Loyalty programmes used to have a simple arithmetic to them. For example, Starbucks customers would get gold status after making a certain number of transactions. Travellers stood to achieve airline elite status after reaching a certain mileage. Sure, the credited flown mileage would vary based on the fare type, but it was still simple enough. Then, from 2014, things got more complicated.
To the dismay of many consumers, loyalty programmes started to impose spending requirements. To qualify as a preferred customer, it wasn’t enough anymore to be a regular patron – they had to bring in decent revenues as well. According to Starbucks, shrewd customers had been maximising their number of purchases by asking cashiers to ring items individually, slowing down queues in the process. Throngs of airline-status seekers successfully hunted for dirt-cheap fares allowing them to meet mileage requirements for next to nothing. In short, it wasn’t all that hard to game the system.
We set out to analyse how different loyalty programme designs impact firms and consumers, and whether consumers necessarily lose out when a firm switches to a revenue-based programme or starts imposing dual requirements. What we found is a sweet spot where profit-minded firms can improve profit without hurting strategic consumers. Our paper, “Strategic Consumers, Revenue Management, and the Design of Loyalty Programs”, was recently published in Management Science.
Many ways to skin a cat
First, our mathematical model showed that revenue-based loyalty programmes do raise firms’ profits over traditional quantity-based programmes. However, this increase doesn’t come solely from customers forced to spend more. It is also due to lower operation costs, since such programmes thin the ranks of “costly-to-service” customers who multiply bargain purchases to qualify for status. To illustrate the general principle, a customer who makes a $10 purchase (in a single visit) is more profitable than one who spends the same amount of money over five visits, since the firm incurs some costs for each visit. Even if the firm’s revenues stay the same, but costs go down, profits go up.
But what about the customers? Some may benefit from the change, but others may suffer. For example, some consumers may reduce their unnecessary purchases and still qualify for status, but others who otherwise would qualify for status under the old rule might lose the status under the new one. Thus, the negative public reactions could be partially justified.
Second, we assessed whether there was a way to design a revenue-based, elite-status programme such that it would increase profit while making no consumer worse off. Economists refer to this as a Pareto improvement: one party gets a better deal, but it comes at no one’s expense. We showed that such a solution indeed exists. To achieve this, however, the firm might need to sacrifice some of its full potential for profit.
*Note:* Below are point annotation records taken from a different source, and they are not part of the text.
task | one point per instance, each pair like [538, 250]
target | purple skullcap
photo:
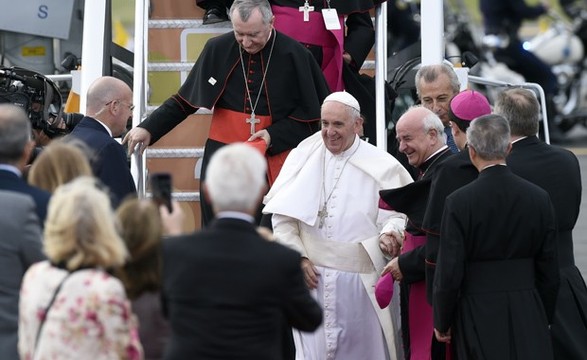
[468, 105]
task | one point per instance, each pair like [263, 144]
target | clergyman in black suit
[16, 146]
[557, 171]
[496, 277]
[108, 108]
[228, 292]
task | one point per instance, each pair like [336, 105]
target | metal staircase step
[187, 24]
[174, 153]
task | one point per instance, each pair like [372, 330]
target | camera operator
[41, 99]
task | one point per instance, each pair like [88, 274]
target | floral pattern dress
[90, 318]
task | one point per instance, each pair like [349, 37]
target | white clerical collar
[348, 152]
[436, 152]
[105, 126]
[492, 165]
[235, 215]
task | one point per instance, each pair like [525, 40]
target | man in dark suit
[21, 246]
[420, 134]
[557, 171]
[108, 108]
[228, 292]
[451, 174]
[496, 277]
[15, 150]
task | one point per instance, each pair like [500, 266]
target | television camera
[39, 97]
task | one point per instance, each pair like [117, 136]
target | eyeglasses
[131, 107]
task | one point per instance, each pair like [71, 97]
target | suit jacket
[109, 163]
[557, 171]
[229, 293]
[9, 181]
[450, 175]
[20, 246]
[497, 276]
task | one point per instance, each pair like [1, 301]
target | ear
[509, 149]
[472, 153]
[28, 149]
[206, 193]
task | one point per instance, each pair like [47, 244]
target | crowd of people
[302, 217]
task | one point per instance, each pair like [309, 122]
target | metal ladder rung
[173, 153]
[201, 111]
[187, 24]
[170, 66]
[187, 66]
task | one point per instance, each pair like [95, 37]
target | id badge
[331, 20]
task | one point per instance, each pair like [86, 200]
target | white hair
[235, 178]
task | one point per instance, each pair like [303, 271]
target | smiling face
[436, 95]
[416, 143]
[253, 34]
[338, 126]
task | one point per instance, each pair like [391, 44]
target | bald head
[420, 134]
[110, 100]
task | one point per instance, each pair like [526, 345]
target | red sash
[229, 126]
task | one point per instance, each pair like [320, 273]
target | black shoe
[214, 15]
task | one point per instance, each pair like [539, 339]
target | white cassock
[345, 249]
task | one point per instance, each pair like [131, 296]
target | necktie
[450, 141]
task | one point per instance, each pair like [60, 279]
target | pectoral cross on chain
[306, 9]
[322, 214]
[252, 120]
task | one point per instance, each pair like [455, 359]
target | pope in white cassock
[325, 205]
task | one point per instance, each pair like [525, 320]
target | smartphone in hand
[161, 189]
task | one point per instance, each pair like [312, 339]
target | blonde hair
[142, 230]
[80, 229]
[59, 163]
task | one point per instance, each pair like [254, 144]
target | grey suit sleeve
[301, 310]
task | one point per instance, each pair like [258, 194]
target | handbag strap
[47, 310]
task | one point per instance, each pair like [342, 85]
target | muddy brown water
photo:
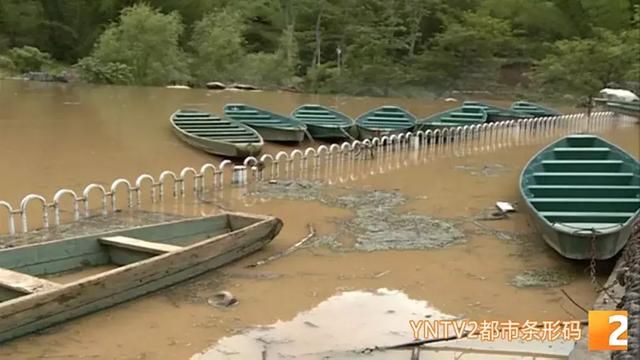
[56, 136]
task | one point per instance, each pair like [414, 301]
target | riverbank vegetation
[375, 47]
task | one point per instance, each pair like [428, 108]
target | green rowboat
[460, 116]
[323, 122]
[214, 135]
[582, 190]
[383, 121]
[497, 113]
[142, 260]
[529, 108]
[271, 126]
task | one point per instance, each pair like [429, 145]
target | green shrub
[95, 71]
[28, 58]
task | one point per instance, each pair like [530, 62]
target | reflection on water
[345, 324]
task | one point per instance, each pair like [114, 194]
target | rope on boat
[148, 189]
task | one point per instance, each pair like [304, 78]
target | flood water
[60, 136]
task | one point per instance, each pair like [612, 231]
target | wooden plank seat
[582, 165]
[24, 283]
[583, 178]
[586, 204]
[593, 191]
[138, 245]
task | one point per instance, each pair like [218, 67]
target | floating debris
[223, 299]
[367, 319]
[486, 170]
[376, 225]
[545, 278]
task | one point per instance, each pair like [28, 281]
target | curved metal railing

In other words, a firm can increase its profit without hurting any consumer, provided it is willing to leave a little money on the table. This optimal scenario is possible if the firm’s cost of providing elite status is relatively low (the perks are relatively inexpensive), yet the consumers value that status and are thus willing to pay a little more for the firm’s product or service in order to qualify for elite status.
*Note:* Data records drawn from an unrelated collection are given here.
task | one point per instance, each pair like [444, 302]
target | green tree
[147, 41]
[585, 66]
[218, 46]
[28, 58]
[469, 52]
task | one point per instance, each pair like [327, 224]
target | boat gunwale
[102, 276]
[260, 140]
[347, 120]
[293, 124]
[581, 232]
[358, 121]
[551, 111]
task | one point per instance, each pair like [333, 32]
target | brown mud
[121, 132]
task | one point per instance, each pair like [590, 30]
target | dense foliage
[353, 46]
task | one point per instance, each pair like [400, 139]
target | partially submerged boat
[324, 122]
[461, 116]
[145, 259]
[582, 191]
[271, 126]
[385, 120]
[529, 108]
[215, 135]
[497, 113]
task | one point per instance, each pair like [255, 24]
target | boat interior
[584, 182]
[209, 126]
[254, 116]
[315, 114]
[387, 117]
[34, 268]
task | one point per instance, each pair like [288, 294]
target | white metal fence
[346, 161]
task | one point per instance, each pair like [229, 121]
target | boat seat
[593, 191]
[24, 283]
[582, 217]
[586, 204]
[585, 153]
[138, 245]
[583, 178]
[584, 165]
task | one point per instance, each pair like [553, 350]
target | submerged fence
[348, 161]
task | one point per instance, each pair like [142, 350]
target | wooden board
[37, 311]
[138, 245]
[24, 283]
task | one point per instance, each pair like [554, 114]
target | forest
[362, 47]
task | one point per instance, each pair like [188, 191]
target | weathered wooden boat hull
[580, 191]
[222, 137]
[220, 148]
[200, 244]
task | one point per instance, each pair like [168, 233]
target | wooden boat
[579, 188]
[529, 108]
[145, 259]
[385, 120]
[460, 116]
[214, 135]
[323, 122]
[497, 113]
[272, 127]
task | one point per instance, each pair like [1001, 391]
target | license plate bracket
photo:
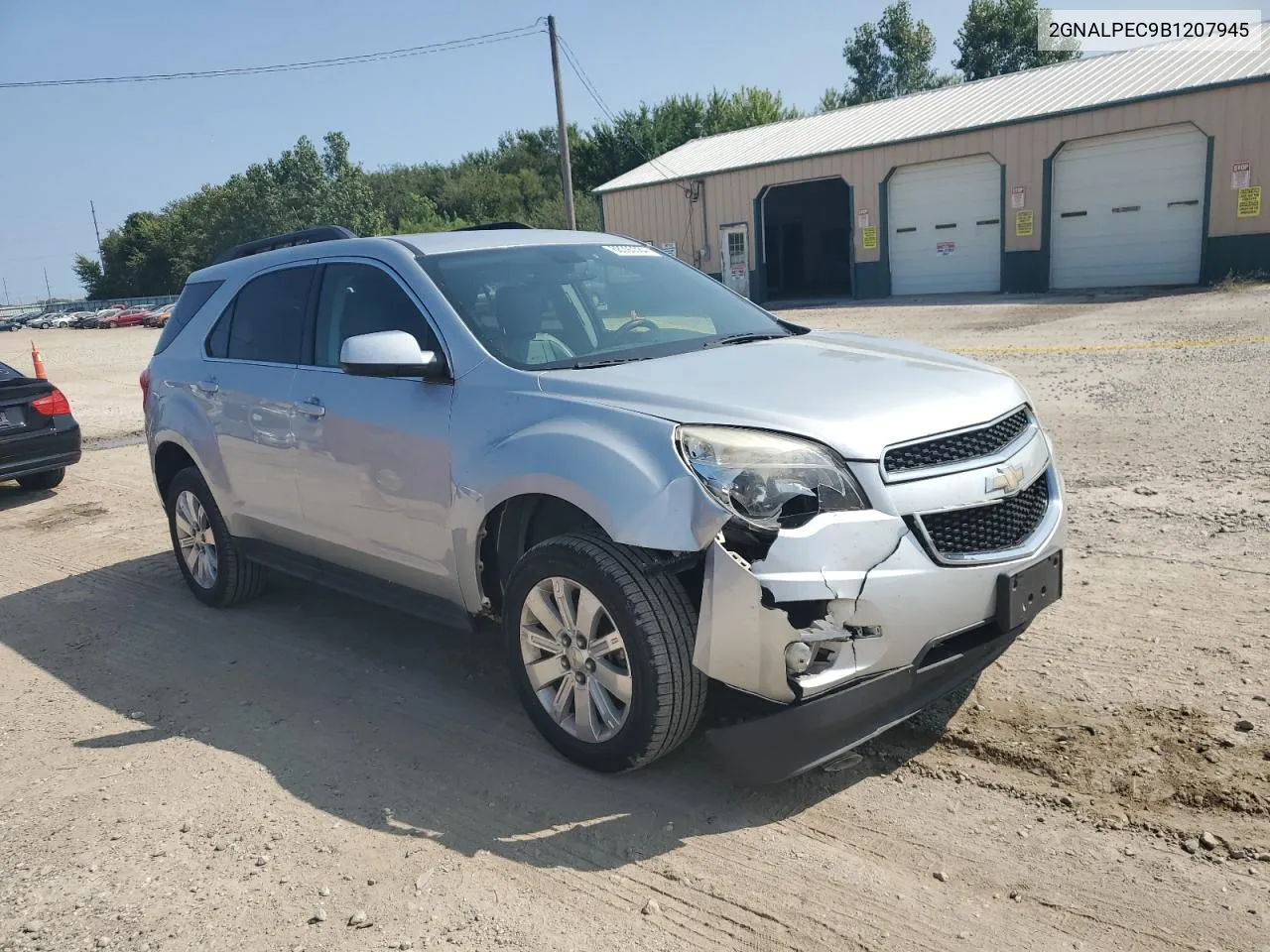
[1023, 594]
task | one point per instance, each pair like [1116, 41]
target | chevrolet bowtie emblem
[1007, 480]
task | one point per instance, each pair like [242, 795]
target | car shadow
[380, 720]
[14, 497]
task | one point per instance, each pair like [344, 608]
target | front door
[372, 454]
[245, 395]
[734, 250]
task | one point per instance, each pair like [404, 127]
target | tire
[49, 479]
[236, 579]
[657, 624]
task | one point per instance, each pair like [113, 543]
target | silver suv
[657, 486]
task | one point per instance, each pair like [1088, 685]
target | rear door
[252, 356]
[372, 458]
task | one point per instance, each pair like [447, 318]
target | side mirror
[390, 353]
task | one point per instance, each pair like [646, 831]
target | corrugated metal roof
[1032, 94]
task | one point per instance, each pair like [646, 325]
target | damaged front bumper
[881, 626]
[803, 737]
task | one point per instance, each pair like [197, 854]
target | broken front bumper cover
[811, 734]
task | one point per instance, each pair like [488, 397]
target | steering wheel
[635, 324]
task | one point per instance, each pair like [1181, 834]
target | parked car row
[105, 317]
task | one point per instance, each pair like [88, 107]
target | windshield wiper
[743, 338]
[607, 362]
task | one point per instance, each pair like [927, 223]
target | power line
[443, 48]
[666, 173]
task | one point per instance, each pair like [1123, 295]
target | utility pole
[95, 231]
[566, 169]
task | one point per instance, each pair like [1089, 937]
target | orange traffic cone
[41, 373]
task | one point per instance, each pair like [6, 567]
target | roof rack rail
[495, 226]
[305, 236]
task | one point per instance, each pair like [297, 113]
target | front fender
[178, 419]
[620, 467]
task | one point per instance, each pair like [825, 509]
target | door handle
[310, 408]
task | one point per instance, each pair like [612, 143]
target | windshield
[572, 306]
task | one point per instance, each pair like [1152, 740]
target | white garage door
[945, 226]
[1129, 209]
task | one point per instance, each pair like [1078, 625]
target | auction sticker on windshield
[633, 250]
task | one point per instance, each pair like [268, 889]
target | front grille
[988, 529]
[957, 447]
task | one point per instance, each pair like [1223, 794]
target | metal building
[1132, 169]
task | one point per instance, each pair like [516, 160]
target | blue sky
[136, 146]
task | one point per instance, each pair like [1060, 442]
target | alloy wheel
[575, 658]
[195, 539]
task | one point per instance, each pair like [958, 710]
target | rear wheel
[209, 560]
[599, 649]
[49, 479]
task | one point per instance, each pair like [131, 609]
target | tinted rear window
[191, 298]
[268, 316]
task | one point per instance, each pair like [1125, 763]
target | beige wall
[1238, 117]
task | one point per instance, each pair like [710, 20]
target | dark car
[39, 435]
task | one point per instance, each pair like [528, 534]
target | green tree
[87, 272]
[635, 136]
[887, 59]
[1000, 36]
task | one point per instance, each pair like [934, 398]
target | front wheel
[599, 649]
[209, 560]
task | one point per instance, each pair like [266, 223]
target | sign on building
[1250, 202]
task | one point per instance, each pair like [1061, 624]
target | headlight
[767, 480]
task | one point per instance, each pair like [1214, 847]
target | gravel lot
[178, 778]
How revenue requirements can best coexist with quantity requirements
In recent years, many elite-status loyalty programmes have added spending requirements on top of the need to reach a certain quantity threshold (e.g. minimum spending and number of legs flown).
Interestingly, our model showed that such dual-requirement programmes do not lead to higher profits compared to programmes strictly based on revenues (e.g. minimum spending alone) – both have the same potential for profit. That is because, in practice, once spending requirements are set to an optimal level, the quantity threshold (e.g. number of purchase transactions, hotel nights, etc.) becomes redundant. However, as dual-requirement programmes do create an extra hurdle, they are bound to trigger negative reactions from consumers.
Our analysis showed that programmes that give consumers a choice between revenue and quantity requirements (either allow consumers to qualify for elite status) can maximise profit just as well as revenue-based programmes. As a bonus, firms can avoid consumer outcry as it is possible to design them in such a way that no consumer will be worse-off. How? The math works if a firm makes it easier for consumers to satisfy the spending requirement than the quantity requirement and thus entices them to take this strategic route. In addition, such programmes can attract loyalty from consumers willing to spend but who wouldn’t normally make enough individual purchases (or fly enough miles) in a given year to qualify for elite status.
While some consumers are myopic and consider each purchase they make in isolation, the market also comprises a sizeable number of highly strategic consumers, willing to make “odd” decisions in order to reap a future benefit, such as a perk-giving elite status. These consumers may make unnecessary purchases (e.g. mileage runs) or pay high prices when lower prices are available (e.g. choose an airfare giving bonus mileage). By switching to a revenue-based loyalty programme, a firm can incentivise consumers to choose a strategic route that naturally results in higher profits.
Contrary to the generally negative public and media reactions, such a switch could lead to win-win outcomes for both consumers and the firm. The best way for a firm to manage the transition is to impose softer rules and allow customers to qualify by meeting either quantity or revenue requirements. This type of design is quite palatable to consumers as it gives them a choice: They can either spend a certain amount or make a certain number of qualifying transactions. If the firm is willing to forgo a little profit, such a programme can be designed to increase firm profits while leaving no customer worse off.